The event was very well attended this year and there was quite a bit of interest in our booth by both the Air National Guard and the Air Force. In addition, we had quite a few security consultants and various civilian agencies and local governments. The common reaction to the security offered by our Campus Fabric was nothing short of amazement. While most of the attendees were not red team penetration testers, many came by the booth to see how the technology works and perhaps get a little insight into exactly what the bad guys attempt to do as they infiltrate a network and its resident systems. We did have a few attempts and I am happy to say that none were successful. Again, it’s great to see penetration testers scratching their head. I even had one tester that came up and I described the technology to him and gave him a demonstration. When he mentioned that he was a red teamer I offered him the console. His reply was “Why? I would only retrace your steps with the tools you have. Clearly this stuff is solid!”.
Others were a little more dubious and they sat down and tried with their own machines. No one went further than ten minutes at the console before either giving up or coming back to ask questions. Once again, no one was successful in gaining any access or information to the targets listed. These included a small video surveillance deployment and movie distribution via IP multicast as well as the switches themselves and Extreme Management Center (XMC)! Each of the services were in their own dedicated Virtual Service Networks which included both L2 and L3 VSN’s. There also were no firewalls in the topology other than an Internet gateway for the participants VSN. While we had the capability, we did not use any route policies or access control lists in the configuration either. We showed this several times to attendees who thought that we somehow had something ‘behind the scenes’ going on. They soon saw for themselves that it was Fabric Connect, pure and simple.

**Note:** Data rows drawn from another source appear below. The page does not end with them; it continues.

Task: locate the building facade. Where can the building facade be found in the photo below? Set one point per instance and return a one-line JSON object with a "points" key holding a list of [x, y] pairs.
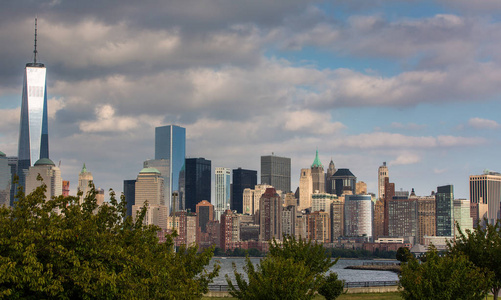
{"points": [[170, 145], [276, 171], [198, 173]]}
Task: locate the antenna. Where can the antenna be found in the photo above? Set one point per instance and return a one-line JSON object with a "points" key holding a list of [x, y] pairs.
{"points": [[35, 50]]}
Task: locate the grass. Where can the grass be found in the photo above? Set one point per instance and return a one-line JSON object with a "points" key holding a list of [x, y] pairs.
{"points": [[369, 296]]}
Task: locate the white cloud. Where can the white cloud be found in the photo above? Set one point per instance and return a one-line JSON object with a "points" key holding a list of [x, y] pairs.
{"points": [[479, 123]]}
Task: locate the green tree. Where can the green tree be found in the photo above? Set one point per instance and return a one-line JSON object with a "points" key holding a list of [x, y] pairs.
{"points": [[450, 277], [293, 269], [60, 249], [482, 246], [404, 254]]}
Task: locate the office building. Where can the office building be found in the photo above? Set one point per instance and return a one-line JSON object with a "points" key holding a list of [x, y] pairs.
{"points": [[170, 146], [344, 180], [51, 176], [130, 194], [486, 189], [197, 182], [276, 171], [221, 191], [149, 189], [270, 221], [5, 182], [34, 130], [317, 175], [444, 199], [85, 179], [358, 216], [382, 174], [242, 179], [329, 182]]}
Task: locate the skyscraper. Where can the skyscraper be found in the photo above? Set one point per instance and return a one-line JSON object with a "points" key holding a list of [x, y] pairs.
{"points": [[33, 131], [382, 174], [242, 179], [222, 191], [197, 182], [445, 210], [170, 146], [276, 171]]}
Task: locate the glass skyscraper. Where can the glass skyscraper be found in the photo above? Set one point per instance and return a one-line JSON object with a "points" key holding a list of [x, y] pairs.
{"points": [[170, 146], [34, 131]]}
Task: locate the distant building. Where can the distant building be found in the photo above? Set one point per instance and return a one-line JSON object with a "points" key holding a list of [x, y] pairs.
{"points": [[358, 216], [130, 194], [276, 171], [84, 180], [222, 191], [242, 179], [270, 210], [150, 189], [445, 210], [382, 174], [198, 172], [5, 182], [170, 145], [486, 189], [51, 176]]}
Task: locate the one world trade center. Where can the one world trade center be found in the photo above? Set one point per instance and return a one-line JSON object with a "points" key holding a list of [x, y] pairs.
{"points": [[33, 132]]}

Both John and Rich were ‘in their element’ as they worked the booth along side me and even in some instances stole the show! Fantastic resiliency demos and some great demos of XMC as well. I also cannot forget Brenda who kept us ADD folk on task and even facilitated some of the evening events. During which we had time to have some good informal chats about the event and about us as Extreme Networks.
Apparently, the concept of not using an IP underlay was unique (as we in house already know) to the attendees at large and we sometimes needed to take time to explain how the technology could accomplish its task without the use of IP routing. Of course, certain individuals with the Air National Guard, who has been running the technology at various bases were happy to offer accolades to the solution. Everyone, particularly the security consultants were highly intrigued and saw for themselves the value that this networking technology can do to enhance the security posture of an organization or enterprise.

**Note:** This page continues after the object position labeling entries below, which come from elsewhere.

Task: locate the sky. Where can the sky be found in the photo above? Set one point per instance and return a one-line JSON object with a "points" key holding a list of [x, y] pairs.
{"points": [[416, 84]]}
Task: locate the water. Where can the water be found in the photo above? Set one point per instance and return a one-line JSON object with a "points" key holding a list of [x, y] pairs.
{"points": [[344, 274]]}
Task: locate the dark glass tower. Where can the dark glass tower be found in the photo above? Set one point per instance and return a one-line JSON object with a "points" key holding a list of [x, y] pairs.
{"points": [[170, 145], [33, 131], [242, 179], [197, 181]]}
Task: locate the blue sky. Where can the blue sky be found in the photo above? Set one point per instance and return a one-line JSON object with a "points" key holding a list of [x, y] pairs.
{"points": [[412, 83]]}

To close, it was a great event and I am already looking forward to next year! I always walk away refreshed in knowing that we have great people both in our military as well as it’s supporting industries. One of the more memorable statements by one of the attendees was “Wow! No one else here at this event is putting their technology up as a target. As a matter of fact, I’ve never seen anyone do this outside of Defcon. Obviously, you guys are really confident in this technology.”
I smiled and replied, “We have confidence because we know”.